Superiority Over Traditional Theory of Incidence:
The term incidence as commonly used refers to the location of the “ultimate” or the “direct” money burden of the “tax as such”. It is said to occur whenever a particular price of the tax comes to ‘rest’ with the final payee, whether at the point of impact or further down the direct line of subsequent transactions in the taxed product or service. Effects are referred to as all “other” income changes that result in the course of the adjustment process. Thus, effects are defined as residual, including both changes in output and those changes in distribution that are not considered a part of the direct money burden.
In this context, Prof. Musgrave pointed out that this terminology cannot easily be interpreted. He pointed out the following difficulties:
(1) The traditional distinction between direct effects and indirect effects involves an arbitrary separation between various elements of the total change that are neither separately identifiable nor of separate significance as matters of policy. Musgrave further said that while examining the distributional consequences of any particular budget change all factors bearing on it must be considered. No special significance should be attached to the changes that come about in the direct path of transactions in the taxed product or service, compared with those which come about in the indirect path of subsequent adjustment. But all changes must be considered as interdependent parts of the adjustment, proceeding in one and the same system of general equilibrium.
Thus, in support of his view, Musgrave said that the distinction between resource transfer, distributional change, and output effects is not open to this objection. The three aspects are distinctly measurable and significant components of the overall change. Whether the element of distributional change should be given the label of incidence is a matter of taste. Some may prefer to call it merely the distributional effect of the budget policy.
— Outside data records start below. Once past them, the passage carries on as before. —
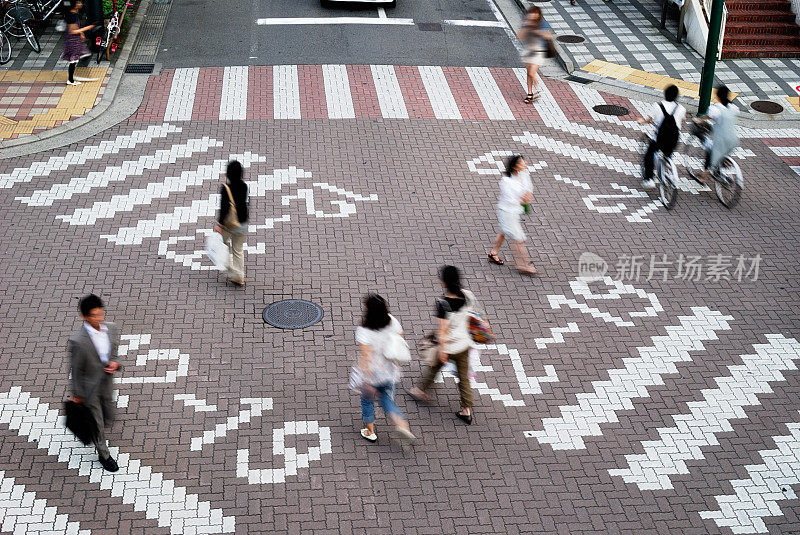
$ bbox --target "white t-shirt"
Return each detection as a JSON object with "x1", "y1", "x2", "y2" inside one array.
[
  {"x1": 356, "y1": 314, "x2": 403, "y2": 385},
  {"x1": 83, "y1": 322, "x2": 111, "y2": 364},
  {"x1": 650, "y1": 100, "x2": 686, "y2": 132},
  {"x1": 497, "y1": 170, "x2": 533, "y2": 214}
]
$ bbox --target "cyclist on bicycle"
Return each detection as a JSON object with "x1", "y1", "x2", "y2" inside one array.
[
  {"x1": 639, "y1": 85, "x2": 686, "y2": 189},
  {"x1": 692, "y1": 85, "x2": 739, "y2": 184}
]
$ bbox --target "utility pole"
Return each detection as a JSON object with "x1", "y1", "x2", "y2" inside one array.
[{"x1": 697, "y1": 0, "x2": 725, "y2": 115}]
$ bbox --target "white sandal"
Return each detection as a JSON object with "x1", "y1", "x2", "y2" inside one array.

(2) The concept of incidence as locating the ultimate burden of a tax starts from the false premise that a tax as such has an ultimate burden. Taxes may be imposed, removed, and substituted for each other, without involving resource transfer to public use. A clear distinction must be drawn between the combined consequences of increased resource transfer to public use as financed by a given tax and the consequences of a change in methods of financing alone with unchanged resource transfer to public use. The distributional results of the former type of change are here referred to as budget incidence and those of the latter as tax incidence. With regard to tax incidence, the problem of differential incidence is of particular interest. It is defined as the distributional change that results as one tax is substituted for another tax of equal yield, the term equal yield is defined differently in the classical and in the contemporary system.
(3) When examining resulting changes in the real income of individuals, all such changes must be allowed for. This included those which result from the income source side; caused by the changes in the net (after tax) prices of the services they have to sell, as well as those which result from the income uses side, caused by the changes in the gross (after tax) prices of the products they have to buy. This was recognized fully in the incidence analysis of Ricardo, whose discussion of a tax on land nicely distinguished between the effects on the landowner as a recipient of rent and as a consumer of corn.
Thus, Musgrave said that “whether we look at incidence from the point of view of public policy or particular individuals, it is a matter of indifference how the final distributional changes are arrived at. They must be allowed for, whether they are due to price changes in taxed or in tax-free items, in products or in factors, whether they are arrived at in a direct or an indirect way, and whether they occur on the sources or the uses side of the household budget.
(4) In determining the distributional changes that result from an adjustment in budget policy, Musgrave believed in tracing both losses and gains that may occur to a particular individual. Here, he pointed out that this runs counter to the notion that the imposition of a tax imposes a loss and that it is the problem of incidence to locate this loss. But according to Musgrave, the latter is clearly not the problem, if we measure the results of a tax change or tax incidence while holding constant the resource transfer of public use. Here no reduction in resources available for private use occurs, and the losses to some will be accompanied by gains to others.
Even in the case of budget incidence where a resource transfer to public use is involved, we cannot limit our analysis to merely tracing the occurrence of losses in income available for private use. The net result of the adjustment will be to reduce the total income available for private use, but this does not mean that all individuals suffer a reduction in such income. Some may find their position improved, even though full employment prevails at the outset; and there may be a gain for the group as a whole if unemployment prevails at the outset.
In any case, we can never point to particular items, of loss and identify these with the burden of the new tax or the cost of the new resource transfer, while reducing other gains or losses to the status of indirect effects. Rather, we must consider the entire change in distribution including all individual gains as well as losses.
On the basis of the above discussion, it is obvious that the analysis of Porf. Musgrave on incidence is of more practical utility than traditional concept.